Sam Gross worked on this, this made rounds recently in Python user world: https://docs.google.com/document/d/18CXhDb1ygxg-YXNBJNzfzZsD...

It's a fork of Python 3.9, takes out GIL and introduces optimisations to speed up both single- and multi-threaded execution (since the bar set by PSF is that no-GIL implementations must be at least as fast as GIL single threaded programs). He ends up with a net 10% speed improvement.

If he does these optimisations, and also doesn't remove the GIL, the performance boost is even larger. So, depending on how you look at it, it's either:

- A bunch of optimisations, plus a GILectomy which slows Python down, or

- A bulk change that removes GIL and speeds things up

Since these improvements were in a similar ballpark, my fear was that the improvements are taken off the branch, with GIL left in place...

sumtechguy · on May 18, 2022

Removing the GIL is an idea (and as you point out not working very well). When optimizing do not depend on 'that one cool trick' to fix everything. In this case it looks like they are removing extra work and doing work once and keeping a copy around (caching).

riyadparvez · on May 18, 2022

Why would it decrease single thread performance? How is python different than other languages that support native full-fledged multi-threading, eg Java, Go, C#?

kortex · on May 18, 2022

A big part is that Python uses reference counting GC. Java, Go, C# all use tracing GC. Py_INCREF and Py_DECREF are responsible for inc/decreasing the reference count, and are not atomic. The GIL ensures refcount safety by allowing only one thread access to changing refcount. The naive approach to parallelization would require locking each ref inc/dec. There are some more sophisticated approaches (thanks to work by Sam Gross et al) that avoid a mutex hit for every inc/dec.

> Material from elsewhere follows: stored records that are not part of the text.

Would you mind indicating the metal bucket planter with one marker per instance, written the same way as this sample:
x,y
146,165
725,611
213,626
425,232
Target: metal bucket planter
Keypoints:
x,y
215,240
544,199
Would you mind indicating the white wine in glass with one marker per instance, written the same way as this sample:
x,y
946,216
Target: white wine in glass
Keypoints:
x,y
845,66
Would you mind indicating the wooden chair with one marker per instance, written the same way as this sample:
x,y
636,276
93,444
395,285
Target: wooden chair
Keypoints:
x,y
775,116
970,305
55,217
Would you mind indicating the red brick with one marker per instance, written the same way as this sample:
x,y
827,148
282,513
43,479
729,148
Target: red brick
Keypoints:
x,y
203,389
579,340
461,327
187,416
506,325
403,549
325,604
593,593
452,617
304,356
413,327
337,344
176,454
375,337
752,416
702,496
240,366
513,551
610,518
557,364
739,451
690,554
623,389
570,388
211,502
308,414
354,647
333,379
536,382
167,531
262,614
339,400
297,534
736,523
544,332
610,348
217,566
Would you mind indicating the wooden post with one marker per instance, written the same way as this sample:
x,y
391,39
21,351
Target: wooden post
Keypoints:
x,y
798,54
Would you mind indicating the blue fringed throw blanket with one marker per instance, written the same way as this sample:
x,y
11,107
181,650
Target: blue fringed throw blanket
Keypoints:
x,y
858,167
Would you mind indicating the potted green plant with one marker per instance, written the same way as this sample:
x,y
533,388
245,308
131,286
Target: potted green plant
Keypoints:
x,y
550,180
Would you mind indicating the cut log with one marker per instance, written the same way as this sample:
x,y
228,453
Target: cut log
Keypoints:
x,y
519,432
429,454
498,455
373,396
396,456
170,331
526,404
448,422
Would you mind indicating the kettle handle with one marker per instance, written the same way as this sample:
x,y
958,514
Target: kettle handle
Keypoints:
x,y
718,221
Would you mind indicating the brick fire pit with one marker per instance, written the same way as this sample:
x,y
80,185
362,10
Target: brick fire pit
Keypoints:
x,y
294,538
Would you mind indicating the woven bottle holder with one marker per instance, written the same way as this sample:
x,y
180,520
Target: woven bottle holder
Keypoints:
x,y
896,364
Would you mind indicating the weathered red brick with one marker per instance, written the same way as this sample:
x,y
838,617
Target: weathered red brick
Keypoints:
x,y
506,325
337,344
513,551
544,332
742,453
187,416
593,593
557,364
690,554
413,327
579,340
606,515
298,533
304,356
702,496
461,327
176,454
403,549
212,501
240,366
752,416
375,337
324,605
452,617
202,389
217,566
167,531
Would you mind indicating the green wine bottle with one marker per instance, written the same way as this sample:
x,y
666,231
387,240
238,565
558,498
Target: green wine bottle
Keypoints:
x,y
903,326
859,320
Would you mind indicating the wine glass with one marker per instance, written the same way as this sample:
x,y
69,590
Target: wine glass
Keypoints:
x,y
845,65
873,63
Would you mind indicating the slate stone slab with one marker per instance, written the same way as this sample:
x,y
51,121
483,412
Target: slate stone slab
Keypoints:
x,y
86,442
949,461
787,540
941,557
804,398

Tracing GC does not run into this problem. Why Python doesn't use tracing GC is not something I am qualified to answer.

Sam Gross' work: https://docs.google.com/document/d/18CXhDb1ygxg-YXNBJNzfzZsD...

The GIL code: https://github.com/python/cpython/blob/main/Python/ceval_gil...

Py_INCREF: https://github.com/python/cpython/blob/a4460f2eb8b9db46a9bce...

kaba0 · on May 18, 2022

I am by no means knowledgeable enough on the topic, but Swift has similar problem domain, and afaik only uses atomic ref counts for objects that “escape” from a given thread - is there a reason something like that wouldn’t work for python as well?

adgjlsfhk1 · on May 18, 2022

python made it's C api visible, so things like reference counting are widely observed by C libraries that interop with python. This makes it much harder to make changes since you can't change the implementation in ways that programs rely on.